GZIPInputStream

Hi everybody !

I’m trying to make my own texture format for lwjgl. Basically, it’s very simple : the image is in raw format, and I gzip the image to reduce its size.

My goal was to reduce the loading time (because using awt image loader is not very fast…). But i’ve made some benchmarks and here are the results :

  • When using the awt loader : 1530 ms
  • When using raw format without gzip compression : 450 ms (3 times faster !!!)
  • When using raw format with gzip compression : 3560 ms

So I deduce that using a GZIPInputStream is very very slow…
Does someone know where to find a faster “ungziper” or how could I do to make the decompression faster ?

Thanks for your help
++
Chman

EDIT: Oh, and forget about my english :slight_smile:

no idea really. The only thing I can think of is to look at using java.util.zip.Deflator directly if it is just that the input stream is slow. But that is ZLIB (GZip uses ZLIB but is somewhat different), and I don’t know how much faster you could make things run that way.
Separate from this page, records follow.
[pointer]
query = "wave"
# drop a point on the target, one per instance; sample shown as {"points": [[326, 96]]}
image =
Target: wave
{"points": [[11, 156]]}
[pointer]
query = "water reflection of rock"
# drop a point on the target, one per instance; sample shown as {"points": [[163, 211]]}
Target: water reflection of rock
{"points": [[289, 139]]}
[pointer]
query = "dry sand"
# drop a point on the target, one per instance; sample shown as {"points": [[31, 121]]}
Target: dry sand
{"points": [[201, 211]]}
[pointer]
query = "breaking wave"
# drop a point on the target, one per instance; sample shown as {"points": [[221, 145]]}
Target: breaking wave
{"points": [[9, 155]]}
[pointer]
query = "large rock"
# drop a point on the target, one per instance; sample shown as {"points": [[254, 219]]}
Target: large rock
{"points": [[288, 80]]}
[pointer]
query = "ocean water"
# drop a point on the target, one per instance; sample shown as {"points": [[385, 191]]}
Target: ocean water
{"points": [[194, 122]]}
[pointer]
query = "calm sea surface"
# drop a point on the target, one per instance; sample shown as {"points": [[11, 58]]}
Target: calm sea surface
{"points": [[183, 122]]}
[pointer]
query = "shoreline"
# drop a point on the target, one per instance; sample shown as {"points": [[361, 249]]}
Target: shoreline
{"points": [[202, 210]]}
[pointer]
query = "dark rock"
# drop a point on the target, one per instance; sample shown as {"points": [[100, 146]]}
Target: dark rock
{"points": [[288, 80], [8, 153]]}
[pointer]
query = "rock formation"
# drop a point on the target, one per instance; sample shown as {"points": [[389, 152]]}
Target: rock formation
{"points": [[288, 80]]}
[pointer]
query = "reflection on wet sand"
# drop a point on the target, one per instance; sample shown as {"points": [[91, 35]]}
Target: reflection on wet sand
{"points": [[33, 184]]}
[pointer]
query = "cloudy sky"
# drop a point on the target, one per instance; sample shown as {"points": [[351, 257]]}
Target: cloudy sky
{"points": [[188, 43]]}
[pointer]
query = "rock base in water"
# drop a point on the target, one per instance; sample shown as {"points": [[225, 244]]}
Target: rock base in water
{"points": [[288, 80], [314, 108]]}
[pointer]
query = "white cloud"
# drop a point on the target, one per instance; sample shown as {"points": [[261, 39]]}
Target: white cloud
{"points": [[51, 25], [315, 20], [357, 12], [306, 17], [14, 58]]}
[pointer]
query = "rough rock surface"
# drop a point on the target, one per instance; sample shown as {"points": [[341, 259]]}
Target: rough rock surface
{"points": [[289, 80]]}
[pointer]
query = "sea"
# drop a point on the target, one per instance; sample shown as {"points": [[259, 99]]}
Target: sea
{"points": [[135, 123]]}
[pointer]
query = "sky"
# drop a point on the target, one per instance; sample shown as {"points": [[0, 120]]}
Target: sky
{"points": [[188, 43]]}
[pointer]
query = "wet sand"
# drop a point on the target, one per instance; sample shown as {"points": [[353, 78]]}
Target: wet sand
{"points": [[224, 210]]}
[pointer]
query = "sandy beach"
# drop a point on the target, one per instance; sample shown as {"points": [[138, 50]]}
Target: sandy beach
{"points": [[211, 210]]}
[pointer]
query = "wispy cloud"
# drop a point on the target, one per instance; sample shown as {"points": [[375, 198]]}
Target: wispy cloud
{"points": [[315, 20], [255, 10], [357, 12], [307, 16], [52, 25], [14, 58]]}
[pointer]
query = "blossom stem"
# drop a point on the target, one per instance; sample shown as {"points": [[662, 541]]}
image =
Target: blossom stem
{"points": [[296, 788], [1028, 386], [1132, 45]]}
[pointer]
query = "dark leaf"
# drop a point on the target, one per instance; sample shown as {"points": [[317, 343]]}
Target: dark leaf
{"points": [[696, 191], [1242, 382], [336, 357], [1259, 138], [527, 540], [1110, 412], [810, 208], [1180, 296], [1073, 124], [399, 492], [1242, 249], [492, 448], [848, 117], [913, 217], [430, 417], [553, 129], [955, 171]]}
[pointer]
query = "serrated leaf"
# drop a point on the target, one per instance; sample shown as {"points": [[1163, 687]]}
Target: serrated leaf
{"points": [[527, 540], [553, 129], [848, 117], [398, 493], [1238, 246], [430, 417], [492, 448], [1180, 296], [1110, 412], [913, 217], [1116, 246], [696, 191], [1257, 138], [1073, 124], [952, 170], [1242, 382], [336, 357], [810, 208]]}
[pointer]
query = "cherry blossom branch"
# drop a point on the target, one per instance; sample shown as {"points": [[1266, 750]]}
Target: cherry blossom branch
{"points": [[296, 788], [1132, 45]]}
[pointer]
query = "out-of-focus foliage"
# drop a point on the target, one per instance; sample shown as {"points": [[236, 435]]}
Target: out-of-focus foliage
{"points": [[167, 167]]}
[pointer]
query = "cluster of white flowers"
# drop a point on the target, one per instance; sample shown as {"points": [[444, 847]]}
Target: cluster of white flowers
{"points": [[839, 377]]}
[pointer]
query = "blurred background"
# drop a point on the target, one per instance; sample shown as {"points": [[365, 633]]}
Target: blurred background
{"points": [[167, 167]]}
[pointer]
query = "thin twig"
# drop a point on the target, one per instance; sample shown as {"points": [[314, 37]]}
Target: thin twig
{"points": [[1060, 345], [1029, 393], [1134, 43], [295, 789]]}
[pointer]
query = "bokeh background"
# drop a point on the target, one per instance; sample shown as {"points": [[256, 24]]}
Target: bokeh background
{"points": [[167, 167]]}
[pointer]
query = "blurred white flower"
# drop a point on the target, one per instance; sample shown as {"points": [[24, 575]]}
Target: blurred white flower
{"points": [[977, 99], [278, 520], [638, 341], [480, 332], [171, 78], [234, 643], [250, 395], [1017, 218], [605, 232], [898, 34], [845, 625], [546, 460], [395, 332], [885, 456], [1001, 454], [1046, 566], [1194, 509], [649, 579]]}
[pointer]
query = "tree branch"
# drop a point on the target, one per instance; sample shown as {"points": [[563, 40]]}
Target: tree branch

You could also look for other gzip decoders (I can’t remember any, but a search should find something).

Hum… There are not so many gzip nor zip decoders for java on the web… The ones I’ve found were very slow, like in the JDK…

Any advices for my image loader ?

I don’t know about any fast unzippers… but what I would suggest is unzipping in the background as you need textures. That is predictively determine what textures are going to be needed before too long and start loading it.

http://www.jcraft.com/jzlib/index.html this is the one other java compression lib I know of.

Ant knows how to do bzip2 but that is more CPU intensive than gzip http://ant.apache.org/manual/CoreTasks/pack.html

You’re coming at it from the wrong angle Ch*man!
Zipping is only important when you’re downloading stuff over the net. When it’s local - store it in unzipped form! Then it’s fast. And when you download it - well, it’s zipped, of course. So it’s fast then, too.

Cas :slight_smile:

Hmm princec beat me to it.

Well keep your images gzip in your distribution. Then you can unzip all the files the first time the game is launched or when it is installed. HDD storage is cheap and most people have to much of it. I prefer a fast loading game over some 10-50mbs of HDD space anytime.

Yes, I understand, but zipped image uses 80ko, whereas unzipped it uses more than 700ko…

Disk space is hugely plentiful and abundant, and bandwidth ain’t. So who cares if it’s half a meg when it’s unzipped? I only care that it takes 10 seconds to download!

You ought to be more worried about squeezing it into graphics card memory than the speed it unzips at! Look into S3TC texture compression to shrink your textures a bit.

Cas :slight_smile:

Ok, thanks for your help men !
I will use S3TC… it seems to be good ! Do every graphics cards can handle this ?

No, only modern ones. You’ll have to check for the extension.

If I recall, it doesn’t save on disk space, but when you upload the texture to the card, the drivers convert it to the compressed format of your choice (in glTexImage2d)

Cas :slight_smile:

yeah I know :slight_smile:

Ok, now my texture loader works well with S3TC…
Thanks for your help !

Actually the best thing about the extension is the ability to ignore specific formats. I can upload a texture with the GL_COMPRESSED_RGB(A) format and it will simply choose an appropriate format. That’s the real spirit of OpenGL and comes as core in version 1.3 or 1.4 (don’t remember exaclty). You will only need the more specific S3TC extension if you need to update your textures on the fly.

  • elias

Isn’t IO the slowest operation though :S

Loading 20megs of compressed data should take rougly half as long as 40megs of uncompressed.
If you can then decompress the 20megs in less time than it would take to finish reading in the 40megs - you should end up with a faster loading, and smaller program.

Compression is going to get more and more important as the discrepancy between Storage and processing speed increases.

But we’re talking compression as an internal texture format, so the texture will take up less of the precious video memory. The extension has nothing to do with disk format (even though you can retrieve the texture in the driver specific compressed format).